Multimodal Classification of Users' Mental States Based on Physiological Data inVirtual Environments

Abstract:

AI systems currently rely on explicit feedback or behavior to understand users. What if an AI model could use physiological data, such as EEG, eye gaze, heart rate, or facial expression, to recognize a user's mental state and adapt accordingly? This research aims to explore the feasibility of such an approach, which could create a more human-centric AI and enhance the human-computer interaction experience. The project involves designing and building suitable VR-based experimental paradigms to collect and analyze multimodal physiological and behavioral data. Initial offline analysis will be performed to establish a proof of concept, which will then be extended to real-time applications.

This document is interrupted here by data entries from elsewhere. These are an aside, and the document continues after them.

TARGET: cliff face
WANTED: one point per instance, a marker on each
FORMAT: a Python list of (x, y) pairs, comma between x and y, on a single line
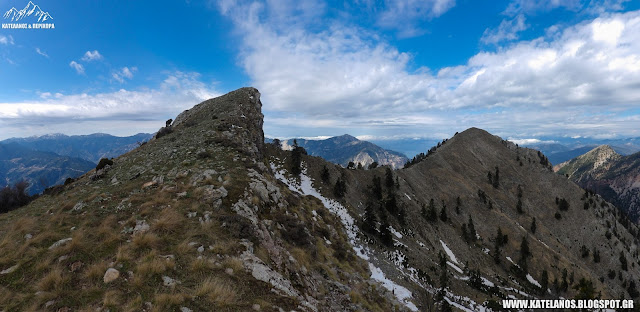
[(616, 178), (208, 217)]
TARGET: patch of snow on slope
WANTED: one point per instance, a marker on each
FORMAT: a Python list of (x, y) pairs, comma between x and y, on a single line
[(305, 187), (449, 252), (455, 267), (532, 280), (400, 292), (396, 233)]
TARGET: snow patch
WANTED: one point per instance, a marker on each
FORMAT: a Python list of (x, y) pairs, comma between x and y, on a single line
[(396, 233), (532, 280), (305, 187), (400, 292), (455, 267), (449, 252)]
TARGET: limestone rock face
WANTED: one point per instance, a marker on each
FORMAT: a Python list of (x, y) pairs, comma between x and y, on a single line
[(110, 275)]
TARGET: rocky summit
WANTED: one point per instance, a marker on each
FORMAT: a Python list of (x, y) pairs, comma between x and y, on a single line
[(205, 216)]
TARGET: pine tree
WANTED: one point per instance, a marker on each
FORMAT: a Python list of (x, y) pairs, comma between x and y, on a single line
[(369, 220), (325, 175), (385, 233), (472, 230), (388, 179), (544, 281), (296, 158), (443, 212), (431, 212), (519, 206), (533, 225)]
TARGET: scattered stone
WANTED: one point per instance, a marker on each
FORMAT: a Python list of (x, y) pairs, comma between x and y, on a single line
[(149, 184), (168, 281), (141, 227), (10, 270), (78, 206), (110, 275), (76, 266), (60, 243)]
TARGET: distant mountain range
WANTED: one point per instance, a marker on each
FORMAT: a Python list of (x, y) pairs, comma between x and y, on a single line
[(30, 10), (615, 177), (48, 160), (346, 148), (563, 149), (40, 169), (90, 147)]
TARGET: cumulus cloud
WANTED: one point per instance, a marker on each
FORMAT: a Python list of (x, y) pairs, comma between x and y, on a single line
[(124, 73), (42, 53), (112, 111), (534, 6), (507, 31), (405, 15), (92, 56), (78, 67), (6, 40), (581, 79)]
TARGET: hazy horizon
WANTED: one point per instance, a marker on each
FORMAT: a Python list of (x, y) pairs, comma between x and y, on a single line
[(380, 70)]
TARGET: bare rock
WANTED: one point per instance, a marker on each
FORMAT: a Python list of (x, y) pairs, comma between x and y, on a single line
[(111, 275)]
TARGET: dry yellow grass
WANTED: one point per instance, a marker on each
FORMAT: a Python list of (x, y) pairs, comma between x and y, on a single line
[(170, 221), (216, 291), (167, 302), (201, 265), (112, 298), (146, 240), (233, 263), (53, 281), (95, 271)]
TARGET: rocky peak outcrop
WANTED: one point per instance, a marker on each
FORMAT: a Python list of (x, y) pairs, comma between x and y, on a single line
[(238, 114)]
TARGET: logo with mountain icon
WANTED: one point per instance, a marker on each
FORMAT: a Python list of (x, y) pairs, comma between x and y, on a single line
[(30, 11)]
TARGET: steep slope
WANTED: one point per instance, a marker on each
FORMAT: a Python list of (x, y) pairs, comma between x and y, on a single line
[(40, 169), (345, 148), (207, 217), (90, 147), (614, 177), (437, 258), (191, 221)]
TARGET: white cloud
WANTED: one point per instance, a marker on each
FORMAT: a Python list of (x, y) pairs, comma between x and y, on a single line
[(92, 56), (534, 6), (78, 67), (123, 111), (526, 142), (6, 40), (344, 78), (405, 15), (124, 72), (42, 53), (507, 30)]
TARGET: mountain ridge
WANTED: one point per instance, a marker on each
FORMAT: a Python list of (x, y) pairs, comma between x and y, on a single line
[(209, 217), (347, 148)]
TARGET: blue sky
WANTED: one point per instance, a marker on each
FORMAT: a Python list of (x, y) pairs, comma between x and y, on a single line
[(379, 70)]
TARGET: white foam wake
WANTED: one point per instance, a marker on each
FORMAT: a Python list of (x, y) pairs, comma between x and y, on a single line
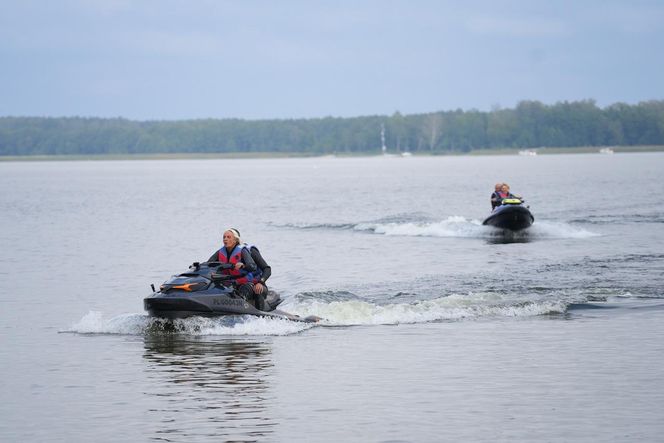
[(458, 226), (138, 324), (454, 307), (453, 226)]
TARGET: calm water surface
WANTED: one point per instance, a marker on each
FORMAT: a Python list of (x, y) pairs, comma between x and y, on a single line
[(437, 328)]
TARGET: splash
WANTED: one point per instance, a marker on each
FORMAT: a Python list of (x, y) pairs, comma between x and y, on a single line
[(458, 226), (140, 324), (448, 308)]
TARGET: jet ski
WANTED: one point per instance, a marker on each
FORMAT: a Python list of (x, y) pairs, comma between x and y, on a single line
[(204, 290), (512, 214)]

The ultimate goal is to apply these findings to practical settings, such as neurofeedback-based VR games, to improve the interactivity and responsiveness of AI systems in virtual environments.

Short bio:

Yanzhao Pan completed a Bachelor of Engineering in Automotive Engineering from 2014 to 2018. After that, he pursued a Master of Science in Human Factors at Technische Universität Berlin from 2020 to 2022. During his master's study, he delved into brain-computer interfaces, focusing on their integration with eye tracking and hand motion in virtual reality for his master's thesis. Following this, Yanzhao gained practical experience as an intern at Zanderlabs in 2022, mainly working with EEG data analysis and PPG-based heart rate analysis. In May 2023, he began his PhD at Brandenburgische Technische Universität Cottbus-Senftenberg, researching the multimodal classification of users' mental states based on physiological data in virtual environments.